L’anello e il vecchio pescatore (Venezia)


Una volta un pescatore veneziano che se ne stava a Riva degli Schiavoni si sentì chiedere da un vecchio di portarlo all’isola di San Giorgio. Il cielo era nero come la pece e perfino la laguna era in tempesta, ma il pescatore disse di si, come se fosse obbligato. Quando arrivarono a San Giorgio, sulla barca salì un giovane guerriero, e poi via, dritti a San Nicolò del Lido, dove presero a bordo un altro passeggero. Il vento era sempre più forte, il mare sempre più cupo, ma i tre uomini volevano andare ancora avanti, e il pescatore obbedì e fece forza sul remo.

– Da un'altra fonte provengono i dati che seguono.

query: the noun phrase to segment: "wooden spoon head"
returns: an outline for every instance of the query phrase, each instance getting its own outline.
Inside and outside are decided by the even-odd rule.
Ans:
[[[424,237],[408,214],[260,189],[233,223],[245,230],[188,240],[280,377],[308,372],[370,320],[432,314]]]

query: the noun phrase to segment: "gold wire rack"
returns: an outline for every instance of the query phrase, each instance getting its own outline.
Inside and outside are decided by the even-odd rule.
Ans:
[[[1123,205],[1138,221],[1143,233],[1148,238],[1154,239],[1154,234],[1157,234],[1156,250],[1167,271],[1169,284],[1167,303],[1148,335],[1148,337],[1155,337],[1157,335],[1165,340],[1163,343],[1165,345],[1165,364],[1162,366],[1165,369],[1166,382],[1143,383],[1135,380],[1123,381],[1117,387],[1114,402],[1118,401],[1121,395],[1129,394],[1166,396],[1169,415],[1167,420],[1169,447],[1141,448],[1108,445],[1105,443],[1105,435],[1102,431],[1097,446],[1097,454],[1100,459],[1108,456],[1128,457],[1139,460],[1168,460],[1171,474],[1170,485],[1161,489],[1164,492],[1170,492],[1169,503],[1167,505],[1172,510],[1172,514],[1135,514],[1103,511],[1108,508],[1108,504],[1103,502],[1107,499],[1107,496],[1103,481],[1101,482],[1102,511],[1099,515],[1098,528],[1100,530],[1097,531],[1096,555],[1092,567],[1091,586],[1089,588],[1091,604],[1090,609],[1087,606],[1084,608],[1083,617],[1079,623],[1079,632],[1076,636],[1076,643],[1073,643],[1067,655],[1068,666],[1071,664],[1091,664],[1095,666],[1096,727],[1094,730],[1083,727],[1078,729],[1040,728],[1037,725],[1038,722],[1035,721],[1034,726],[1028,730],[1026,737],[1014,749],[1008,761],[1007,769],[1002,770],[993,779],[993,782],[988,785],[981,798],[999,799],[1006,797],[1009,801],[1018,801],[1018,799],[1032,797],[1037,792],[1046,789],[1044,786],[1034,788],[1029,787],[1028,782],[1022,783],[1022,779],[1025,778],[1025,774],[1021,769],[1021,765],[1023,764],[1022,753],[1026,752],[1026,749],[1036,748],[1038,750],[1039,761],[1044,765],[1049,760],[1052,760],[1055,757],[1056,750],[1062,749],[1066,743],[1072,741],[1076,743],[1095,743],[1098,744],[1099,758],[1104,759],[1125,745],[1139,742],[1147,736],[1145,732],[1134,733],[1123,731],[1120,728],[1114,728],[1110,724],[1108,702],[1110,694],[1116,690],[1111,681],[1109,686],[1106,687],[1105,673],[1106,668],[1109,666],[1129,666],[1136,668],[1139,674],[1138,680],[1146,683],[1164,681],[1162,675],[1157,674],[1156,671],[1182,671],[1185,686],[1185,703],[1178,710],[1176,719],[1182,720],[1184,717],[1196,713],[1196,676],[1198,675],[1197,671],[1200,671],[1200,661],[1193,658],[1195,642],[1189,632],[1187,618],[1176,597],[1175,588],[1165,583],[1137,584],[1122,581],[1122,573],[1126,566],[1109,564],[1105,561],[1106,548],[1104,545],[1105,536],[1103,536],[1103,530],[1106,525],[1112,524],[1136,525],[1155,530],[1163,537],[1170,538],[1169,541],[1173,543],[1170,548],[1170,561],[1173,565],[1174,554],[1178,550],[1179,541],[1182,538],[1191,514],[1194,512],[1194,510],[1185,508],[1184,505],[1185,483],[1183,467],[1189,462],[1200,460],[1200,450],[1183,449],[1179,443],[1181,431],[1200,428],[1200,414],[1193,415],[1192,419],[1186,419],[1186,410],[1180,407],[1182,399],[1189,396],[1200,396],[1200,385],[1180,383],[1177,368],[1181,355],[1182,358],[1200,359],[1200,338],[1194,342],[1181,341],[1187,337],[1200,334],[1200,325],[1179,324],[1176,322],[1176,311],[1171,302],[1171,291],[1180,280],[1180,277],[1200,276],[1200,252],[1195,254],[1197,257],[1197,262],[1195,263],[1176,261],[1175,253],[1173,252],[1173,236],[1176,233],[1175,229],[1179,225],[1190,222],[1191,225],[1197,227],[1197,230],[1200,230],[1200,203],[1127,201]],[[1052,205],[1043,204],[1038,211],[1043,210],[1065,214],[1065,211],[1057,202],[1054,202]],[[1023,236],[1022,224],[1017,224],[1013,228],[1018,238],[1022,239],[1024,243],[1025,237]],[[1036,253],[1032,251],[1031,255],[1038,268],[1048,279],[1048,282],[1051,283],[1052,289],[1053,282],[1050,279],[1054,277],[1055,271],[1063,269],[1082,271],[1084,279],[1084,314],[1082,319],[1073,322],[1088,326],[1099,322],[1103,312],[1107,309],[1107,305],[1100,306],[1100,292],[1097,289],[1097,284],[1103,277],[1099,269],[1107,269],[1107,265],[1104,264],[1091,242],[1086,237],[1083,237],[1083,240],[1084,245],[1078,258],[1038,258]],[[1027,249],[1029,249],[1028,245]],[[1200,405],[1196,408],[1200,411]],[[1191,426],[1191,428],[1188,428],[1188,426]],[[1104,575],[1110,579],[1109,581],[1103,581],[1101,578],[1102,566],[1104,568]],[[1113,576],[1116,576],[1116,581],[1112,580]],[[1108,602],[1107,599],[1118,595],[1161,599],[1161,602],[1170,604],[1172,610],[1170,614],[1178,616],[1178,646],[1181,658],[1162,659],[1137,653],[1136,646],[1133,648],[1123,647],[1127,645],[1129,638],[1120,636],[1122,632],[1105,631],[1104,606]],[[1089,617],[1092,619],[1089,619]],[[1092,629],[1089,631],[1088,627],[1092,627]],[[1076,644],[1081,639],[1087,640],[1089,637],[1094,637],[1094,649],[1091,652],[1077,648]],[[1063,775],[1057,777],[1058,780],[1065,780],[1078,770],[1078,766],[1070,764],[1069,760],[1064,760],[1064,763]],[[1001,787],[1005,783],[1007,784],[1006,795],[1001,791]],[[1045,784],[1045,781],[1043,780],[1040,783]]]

Ed ecco, una volta al largo videro una grande nave nera, piena di diavoli di tutte le misure, che veleggiavano verso Venezia per distruggerla con i loro malefici e sommergerla con un maremoto. Ma i tre uomini, che poi erano San Marco, San Giorgio e San Nicolò fecero il segno della croce nell’aria e sotto la nave del demonio si aprì una voragine d’acqua che la inghiottì. Il pescatore quasi non riusciva a credere a quello che aveva visto, ma san Marco si sfilò dal dito un anello e gli disse:

“Vai dal doge e raccontagli tutto. Se poi non ti crede, fagli vedere l’anello.”

Il pescatore andò e, quando mostrò l’anello, si scoprì che era proprio quello custodito nella basilica, sparito ormai da qualche giorno. Il pescatore coraggioso venne ricompensato con una ricca pensione ed ebbe anche il permesso di vendere la sabbia dell’isola di Sant’Erasmo.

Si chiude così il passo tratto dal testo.